Planetary Picture of the Day
Week of March 31, 2025
Another interesting rock discovered by Perseverance on Mars, a look back at a dangerous super typhoon, and two stunning new images from JWST.
Monday, 31 March 2025

Shocking Spherules
This image from NASA’s Mars Perseverance rover, a fusion-processed SuperCam Remote Micro-Imager (RMI) mosaic, shows part of the “St. Pauls Bay” target, acquired from the lower Witch Hazel Hill area of the Jezero crater rim. The image reveals hundreds of strange, spherical-shaped objects comprising the rock. Perseverance acquired this image on March 11, 2025.
Tuesday, 1 April 2025

The Power of Nature
Super Typhoon Trami was the twenty-fourth tropical storm and the tenth typhoon of 2018's annual storm season in the western Pacific. Wind speeds peaked at 260 km/h, the equivalent of a category 5 hurricane on NOAA's scale. ESA astronaut Alexander Gerst captured the eye of the massive storm from the International Space Station.
Wednesday, 2 April 2025

Jupiter in Infrared
This mind-boggling image of the largest planet in our solar system is courtesy of the James Webb Space Telescope. You can clearly see moons and rings as well. Jupiter's main ring was discovered in 1979 by NASA's passing Voyager 1 spacecraft, but its origin was then a mystery.
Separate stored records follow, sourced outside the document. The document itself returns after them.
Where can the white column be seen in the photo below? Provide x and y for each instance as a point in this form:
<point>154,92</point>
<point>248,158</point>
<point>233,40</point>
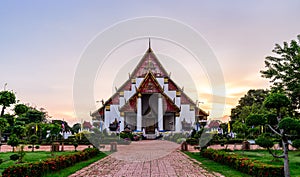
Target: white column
<point>160,113</point>
<point>177,124</point>
<point>122,124</point>
<point>178,99</point>
<point>122,101</point>
<point>139,113</point>
<point>106,120</point>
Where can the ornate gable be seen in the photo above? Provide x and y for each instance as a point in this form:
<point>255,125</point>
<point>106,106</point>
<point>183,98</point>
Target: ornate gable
<point>172,85</point>
<point>148,63</point>
<point>130,105</point>
<point>186,99</point>
<point>150,85</point>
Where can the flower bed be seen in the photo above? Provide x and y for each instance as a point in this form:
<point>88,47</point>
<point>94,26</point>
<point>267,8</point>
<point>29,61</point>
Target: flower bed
<point>245,165</point>
<point>49,165</point>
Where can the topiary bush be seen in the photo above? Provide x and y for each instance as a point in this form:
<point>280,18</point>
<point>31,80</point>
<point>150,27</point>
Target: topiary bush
<point>240,163</point>
<point>296,144</point>
<point>54,164</point>
<point>264,141</point>
<point>14,157</point>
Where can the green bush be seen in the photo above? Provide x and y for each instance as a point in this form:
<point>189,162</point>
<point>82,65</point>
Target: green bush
<point>264,141</point>
<point>296,144</point>
<point>192,141</point>
<point>245,165</point>
<point>49,165</point>
<point>14,157</point>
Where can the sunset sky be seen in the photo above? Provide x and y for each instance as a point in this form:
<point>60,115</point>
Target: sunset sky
<point>41,44</point>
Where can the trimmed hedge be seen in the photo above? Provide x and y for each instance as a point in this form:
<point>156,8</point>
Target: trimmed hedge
<point>245,165</point>
<point>49,165</point>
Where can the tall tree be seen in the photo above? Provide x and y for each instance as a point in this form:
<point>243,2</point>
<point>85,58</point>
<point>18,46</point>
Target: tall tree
<point>76,128</point>
<point>6,99</point>
<point>283,70</point>
<point>278,101</point>
<point>3,125</point>
<point>249,103</point>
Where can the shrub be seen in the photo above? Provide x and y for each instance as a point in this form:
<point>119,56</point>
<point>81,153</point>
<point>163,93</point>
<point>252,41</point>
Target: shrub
<point>14,157</point>
<point>192,141</point>
<point>49,165</point>
<point>296,144</point>
<point>264,142</point>
<point>245,165</point>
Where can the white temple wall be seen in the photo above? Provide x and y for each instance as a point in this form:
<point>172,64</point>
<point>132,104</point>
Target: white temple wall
<point>114,113</point>
<point>129,93</point>
<point>187,114</point>
<point>138,81</point>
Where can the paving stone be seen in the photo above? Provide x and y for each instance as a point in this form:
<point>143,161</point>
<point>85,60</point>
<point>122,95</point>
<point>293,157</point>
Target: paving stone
<point>154,158</point>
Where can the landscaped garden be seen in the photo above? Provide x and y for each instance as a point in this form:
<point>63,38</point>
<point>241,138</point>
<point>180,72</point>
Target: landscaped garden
<point>46,164</point>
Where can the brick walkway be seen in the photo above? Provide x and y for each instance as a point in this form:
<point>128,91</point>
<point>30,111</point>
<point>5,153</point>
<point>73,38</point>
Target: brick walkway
<point>146,159</point>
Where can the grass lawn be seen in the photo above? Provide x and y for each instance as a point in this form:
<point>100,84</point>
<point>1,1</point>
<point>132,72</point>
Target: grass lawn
<point>70,170</point>
<point>216,167</point>
<point>264,156</point>
<point>29,157</point>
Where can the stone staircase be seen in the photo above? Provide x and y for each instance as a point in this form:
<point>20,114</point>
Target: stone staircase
<point>150,136</point>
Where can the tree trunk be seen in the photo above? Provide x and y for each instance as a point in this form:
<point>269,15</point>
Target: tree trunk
<point>0,140</point>
<point>286,157</point>
<point>2,111</point>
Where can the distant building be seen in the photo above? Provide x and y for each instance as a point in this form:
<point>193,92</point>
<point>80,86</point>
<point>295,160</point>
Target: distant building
<point>87,126</point>
<point>149,102</point>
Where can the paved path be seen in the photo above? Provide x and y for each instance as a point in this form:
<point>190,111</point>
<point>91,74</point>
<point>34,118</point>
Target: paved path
<point>146,159</point>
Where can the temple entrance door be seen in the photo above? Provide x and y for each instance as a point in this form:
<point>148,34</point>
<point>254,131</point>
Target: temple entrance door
<point>150,125</point>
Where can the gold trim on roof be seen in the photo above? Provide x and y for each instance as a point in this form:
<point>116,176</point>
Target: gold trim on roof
<point>166,80</point>
<point>133,81</point>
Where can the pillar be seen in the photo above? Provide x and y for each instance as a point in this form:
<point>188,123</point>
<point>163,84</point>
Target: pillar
<point>160,113</point>
<point>122,126</point>
<point>177,123</point>
<point>139,113</point>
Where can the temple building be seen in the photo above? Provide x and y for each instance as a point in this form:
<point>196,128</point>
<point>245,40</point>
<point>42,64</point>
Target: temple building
<point>149,102</point>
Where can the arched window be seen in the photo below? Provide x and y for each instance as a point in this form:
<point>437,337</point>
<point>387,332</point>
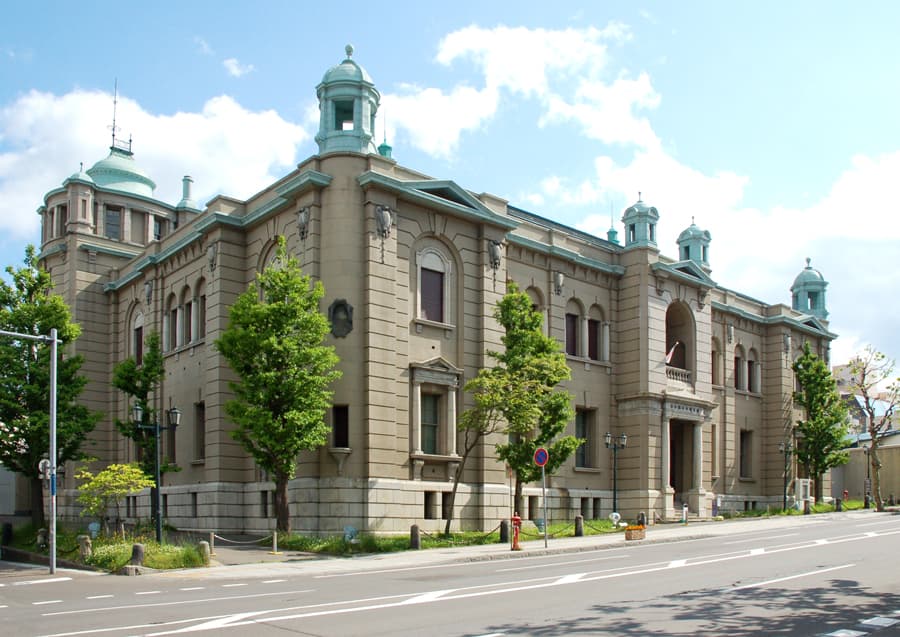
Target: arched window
<point>137,337</point>
<point>740,374</point>
<point>433,283</point>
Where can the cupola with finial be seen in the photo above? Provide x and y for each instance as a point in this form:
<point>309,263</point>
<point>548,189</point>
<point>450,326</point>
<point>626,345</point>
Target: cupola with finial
<point>348,102</point>
<point>640,225</point>
<point>808,292</point>
<point>693,245</point>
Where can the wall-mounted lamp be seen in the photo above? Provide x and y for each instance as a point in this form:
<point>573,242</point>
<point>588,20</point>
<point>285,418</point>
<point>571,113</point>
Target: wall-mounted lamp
<point>303,222</point>
<point>559,280</point>
<point>494,254</point>
<point>383,220</point>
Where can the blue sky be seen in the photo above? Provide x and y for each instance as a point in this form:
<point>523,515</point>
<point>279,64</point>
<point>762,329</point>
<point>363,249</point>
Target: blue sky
<point>773,125</point>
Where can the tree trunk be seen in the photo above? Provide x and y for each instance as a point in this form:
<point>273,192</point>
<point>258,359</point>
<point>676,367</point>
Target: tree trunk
<point>876,477</point>
<point>282,513</point>
<point>37,503</point>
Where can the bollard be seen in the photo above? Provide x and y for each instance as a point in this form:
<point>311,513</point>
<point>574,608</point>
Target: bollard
<point>517,524</point>
<point>84,547</point>
<point>137,555</point>
<point>203,547</point>
<point>504,531</point>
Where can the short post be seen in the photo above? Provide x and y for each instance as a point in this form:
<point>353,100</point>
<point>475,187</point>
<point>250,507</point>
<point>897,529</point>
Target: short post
<point>504,531</point>
<point>517,524</point>
<point>137,555</point>
<point>275,543</point>
<point>203,547</point>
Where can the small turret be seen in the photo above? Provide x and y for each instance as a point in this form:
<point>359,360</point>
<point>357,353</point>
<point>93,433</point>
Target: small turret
<point>808,292</point>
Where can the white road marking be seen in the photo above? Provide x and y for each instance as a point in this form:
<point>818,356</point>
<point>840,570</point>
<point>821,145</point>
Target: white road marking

Data from NASA's Galileo spacecraft, however, that orbited Jupiter from 1995 to 2003 confirmed the hypothesis that this ring was created by meteoroid impacts on small nearby moons.
Friday, 4 April 2025

HR 8799
NASA’s JWST has provided the clearest look yet at the iconic multi-planet system HR 8799. The observations detected carbon dioxide in each of the planets, which provides strong evidence that the system’s four giant planets formed, much like Jupiter and Saturn, by slowly building solid cores that attract gas from within a protoplanetary disk.
Colors are applied to filters from Webb’s NIRCam (Near-Infrared Camera), revealing their intrinsic differences. A star symbol marks the location of the host star HR 8799, whose light has been blocked by a coronagraph.
The colors in this image, which represent different wavelengths captured by Webb’s NIRCam, tell researchers about the temperatures and composition of the planets. HR 8799 b, which orbits around 6.3 billion miles from the star, is the coldest of the bunch, and the richest in carbon dioxide. HR 8799 e orbits 1.5 billion miles from its star and likely formed closer to the host star, where there were stronger variations in the composition of the material.
In this image, the color blue is assigned to the 4.1-micron light, green to 4.3-micron light, and red to the 4.6-micron light.